TIP: Focus on breathing deep and slowly. Tell yourself that your feelings of panic are valid; that you are valid.

  1.    Practice.

When you have social anxiety, it can be hard to get out of your shell. Self-improvement will become a major milestone once you’ve set down a path to self-acceptance. To love yourself is to want better for yourself, and by slowly practicing how to meet new people, engaging in new social environments, your anxiety will improve. It may be terrifying, but some great opportunities to help your anxiety can be joining a club, or getting a job. These things can really force you outside your bubble, and help you grow your social skills.
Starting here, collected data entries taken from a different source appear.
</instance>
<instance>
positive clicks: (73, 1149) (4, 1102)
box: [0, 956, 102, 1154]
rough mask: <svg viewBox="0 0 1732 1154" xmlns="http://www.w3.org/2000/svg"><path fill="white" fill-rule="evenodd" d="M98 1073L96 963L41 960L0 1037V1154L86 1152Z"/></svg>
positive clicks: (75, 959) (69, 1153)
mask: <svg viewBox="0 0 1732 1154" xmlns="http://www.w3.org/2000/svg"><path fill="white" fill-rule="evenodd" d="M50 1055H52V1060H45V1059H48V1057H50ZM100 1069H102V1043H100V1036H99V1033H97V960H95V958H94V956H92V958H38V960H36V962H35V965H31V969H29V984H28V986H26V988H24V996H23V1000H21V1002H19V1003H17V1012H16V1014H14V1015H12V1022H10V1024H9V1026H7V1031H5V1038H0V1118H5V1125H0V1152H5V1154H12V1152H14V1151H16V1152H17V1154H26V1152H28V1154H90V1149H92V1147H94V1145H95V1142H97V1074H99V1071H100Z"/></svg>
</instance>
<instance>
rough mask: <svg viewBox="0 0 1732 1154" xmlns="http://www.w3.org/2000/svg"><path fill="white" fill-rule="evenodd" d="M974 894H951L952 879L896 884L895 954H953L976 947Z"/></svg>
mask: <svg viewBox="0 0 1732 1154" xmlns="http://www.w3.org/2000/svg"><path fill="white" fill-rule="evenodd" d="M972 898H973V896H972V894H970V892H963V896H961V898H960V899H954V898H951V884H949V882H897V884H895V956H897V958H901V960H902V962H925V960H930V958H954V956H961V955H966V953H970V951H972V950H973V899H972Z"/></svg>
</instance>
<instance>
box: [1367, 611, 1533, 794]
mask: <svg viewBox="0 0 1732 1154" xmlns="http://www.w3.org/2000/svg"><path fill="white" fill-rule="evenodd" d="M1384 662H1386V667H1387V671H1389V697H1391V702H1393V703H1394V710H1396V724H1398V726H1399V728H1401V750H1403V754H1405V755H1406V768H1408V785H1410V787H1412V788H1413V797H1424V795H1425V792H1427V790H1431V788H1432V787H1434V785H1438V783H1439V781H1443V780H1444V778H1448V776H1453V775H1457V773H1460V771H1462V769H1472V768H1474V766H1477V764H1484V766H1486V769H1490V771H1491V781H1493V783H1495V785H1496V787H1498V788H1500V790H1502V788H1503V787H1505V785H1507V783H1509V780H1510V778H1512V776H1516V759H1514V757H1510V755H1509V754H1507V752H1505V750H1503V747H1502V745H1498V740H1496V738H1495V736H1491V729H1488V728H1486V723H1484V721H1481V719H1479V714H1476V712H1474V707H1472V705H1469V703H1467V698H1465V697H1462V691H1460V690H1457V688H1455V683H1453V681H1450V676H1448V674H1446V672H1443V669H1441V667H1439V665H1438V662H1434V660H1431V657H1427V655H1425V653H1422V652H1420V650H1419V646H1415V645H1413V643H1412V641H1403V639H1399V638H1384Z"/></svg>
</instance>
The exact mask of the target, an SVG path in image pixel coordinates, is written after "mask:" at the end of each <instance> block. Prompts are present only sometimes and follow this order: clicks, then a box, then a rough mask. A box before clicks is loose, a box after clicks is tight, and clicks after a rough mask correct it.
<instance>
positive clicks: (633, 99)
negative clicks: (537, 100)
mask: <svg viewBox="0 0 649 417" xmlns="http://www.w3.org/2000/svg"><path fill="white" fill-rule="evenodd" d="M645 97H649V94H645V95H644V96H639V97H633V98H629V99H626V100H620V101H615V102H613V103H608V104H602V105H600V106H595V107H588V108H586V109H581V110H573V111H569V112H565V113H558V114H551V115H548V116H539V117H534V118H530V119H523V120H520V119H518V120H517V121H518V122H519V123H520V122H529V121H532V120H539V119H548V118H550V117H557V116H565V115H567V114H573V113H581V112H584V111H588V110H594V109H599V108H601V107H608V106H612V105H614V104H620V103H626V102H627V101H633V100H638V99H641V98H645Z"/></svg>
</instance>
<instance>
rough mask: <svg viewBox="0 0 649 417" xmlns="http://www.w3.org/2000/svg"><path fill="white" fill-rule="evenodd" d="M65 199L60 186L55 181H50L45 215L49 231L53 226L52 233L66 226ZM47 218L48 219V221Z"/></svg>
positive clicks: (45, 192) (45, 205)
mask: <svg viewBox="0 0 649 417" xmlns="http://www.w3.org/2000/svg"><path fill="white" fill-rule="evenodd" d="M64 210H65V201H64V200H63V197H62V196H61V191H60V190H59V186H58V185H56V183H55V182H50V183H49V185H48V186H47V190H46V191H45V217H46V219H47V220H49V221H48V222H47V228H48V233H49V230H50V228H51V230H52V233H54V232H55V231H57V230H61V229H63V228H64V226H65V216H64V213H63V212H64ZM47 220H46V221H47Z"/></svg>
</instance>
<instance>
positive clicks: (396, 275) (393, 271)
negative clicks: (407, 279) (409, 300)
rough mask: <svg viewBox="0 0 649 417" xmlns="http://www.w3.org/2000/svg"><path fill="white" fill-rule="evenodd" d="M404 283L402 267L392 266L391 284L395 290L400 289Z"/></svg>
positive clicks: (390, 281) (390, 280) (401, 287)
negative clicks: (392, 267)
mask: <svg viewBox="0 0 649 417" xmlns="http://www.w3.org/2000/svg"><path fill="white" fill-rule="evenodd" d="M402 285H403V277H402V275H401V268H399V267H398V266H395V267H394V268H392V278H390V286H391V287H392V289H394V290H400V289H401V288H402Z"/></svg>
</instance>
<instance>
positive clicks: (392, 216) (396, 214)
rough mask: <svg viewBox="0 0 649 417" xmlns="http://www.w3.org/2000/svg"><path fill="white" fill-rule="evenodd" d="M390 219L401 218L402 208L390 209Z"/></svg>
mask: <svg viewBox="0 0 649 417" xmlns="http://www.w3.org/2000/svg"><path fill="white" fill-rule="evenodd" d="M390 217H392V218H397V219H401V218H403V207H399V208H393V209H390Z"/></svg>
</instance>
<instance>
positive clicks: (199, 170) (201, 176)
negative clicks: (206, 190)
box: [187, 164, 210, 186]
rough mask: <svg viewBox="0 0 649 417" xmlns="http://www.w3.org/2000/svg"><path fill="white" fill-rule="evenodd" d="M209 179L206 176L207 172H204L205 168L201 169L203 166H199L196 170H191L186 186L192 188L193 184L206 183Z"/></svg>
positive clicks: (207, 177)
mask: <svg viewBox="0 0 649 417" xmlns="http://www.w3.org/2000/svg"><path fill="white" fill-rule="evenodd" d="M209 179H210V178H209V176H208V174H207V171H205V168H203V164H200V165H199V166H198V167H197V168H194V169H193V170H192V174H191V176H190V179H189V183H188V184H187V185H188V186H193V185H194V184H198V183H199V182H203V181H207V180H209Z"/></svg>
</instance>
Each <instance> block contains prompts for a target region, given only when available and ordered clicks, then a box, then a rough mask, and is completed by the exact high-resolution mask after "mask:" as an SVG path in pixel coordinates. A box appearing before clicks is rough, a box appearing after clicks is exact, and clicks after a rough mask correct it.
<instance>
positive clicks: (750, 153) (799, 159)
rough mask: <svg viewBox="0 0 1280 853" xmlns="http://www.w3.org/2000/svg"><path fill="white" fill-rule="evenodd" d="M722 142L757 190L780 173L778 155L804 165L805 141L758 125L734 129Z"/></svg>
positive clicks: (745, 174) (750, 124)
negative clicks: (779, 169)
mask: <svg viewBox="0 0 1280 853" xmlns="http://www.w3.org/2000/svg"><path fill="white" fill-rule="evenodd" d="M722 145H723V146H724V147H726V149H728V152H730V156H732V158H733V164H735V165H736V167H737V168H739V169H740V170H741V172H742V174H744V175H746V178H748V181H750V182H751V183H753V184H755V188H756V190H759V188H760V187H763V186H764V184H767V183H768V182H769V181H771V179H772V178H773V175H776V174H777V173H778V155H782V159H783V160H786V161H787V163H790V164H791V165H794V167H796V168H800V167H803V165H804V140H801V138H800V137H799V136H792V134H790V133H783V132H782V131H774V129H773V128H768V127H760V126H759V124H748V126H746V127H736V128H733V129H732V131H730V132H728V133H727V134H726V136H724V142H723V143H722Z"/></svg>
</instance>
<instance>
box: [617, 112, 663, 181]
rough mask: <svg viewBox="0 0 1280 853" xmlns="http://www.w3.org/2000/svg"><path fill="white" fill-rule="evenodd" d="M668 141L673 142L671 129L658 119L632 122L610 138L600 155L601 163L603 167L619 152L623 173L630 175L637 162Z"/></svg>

TIP: Look up. It sounds simple, but socially anxious people tend to keep their head down due to fear of being looked at, which furthers their misconception that everyone is watching them. Just looking up can do wonders in tethering you back to reality.

  1. Talk to someone.

 Be it your school counselor, doctor, or just someone you trust, talking about your anxiety can help validate your fears, as well as find a way to alleviate them. With social anxiety, it can be especially hard to open up considering all the apprehension running through your head. But it is crucial that you do. Because, at one point or another, we all have to be vulnerable. You are not weak for voicing your feelings, even if they seem crazy or illegitimate.

  1. Take care of yourself.

 Of course, you should always strive to eat healthy, exercise, and be well-groomed. Being that social anxiety is accompanied by a lack of happy hormone production, all this becomes exponentially important. When it comes to mental disorders like anxiety and depression, just getting out of bed can be the most difficult thing in your day.

  1. Realize this.

 You are not alone. Your fears, even if irrational, are shared by 15 million in the United States exclusively. Sometimes it can feel like you are isolated from everything when you’re in your room overthinking, replaying scenarios, cringing at your own actions, words, existence. “Why can’t I be normal like everyone else?” might be a thought that has crossed your mind regularly, and while that frustration is reasonable to feel, you must learn to let it go. Everyone tries to be normal, but in the end, behind closed doors, we are all afflicted by something. This is simply your affliction, and it is nothing to be ashamed of. Learning to live with social anxiety can be a major hassle, but with dedication, you are capable conquering of it.

TIP: Repeat it over and over: you are not alone.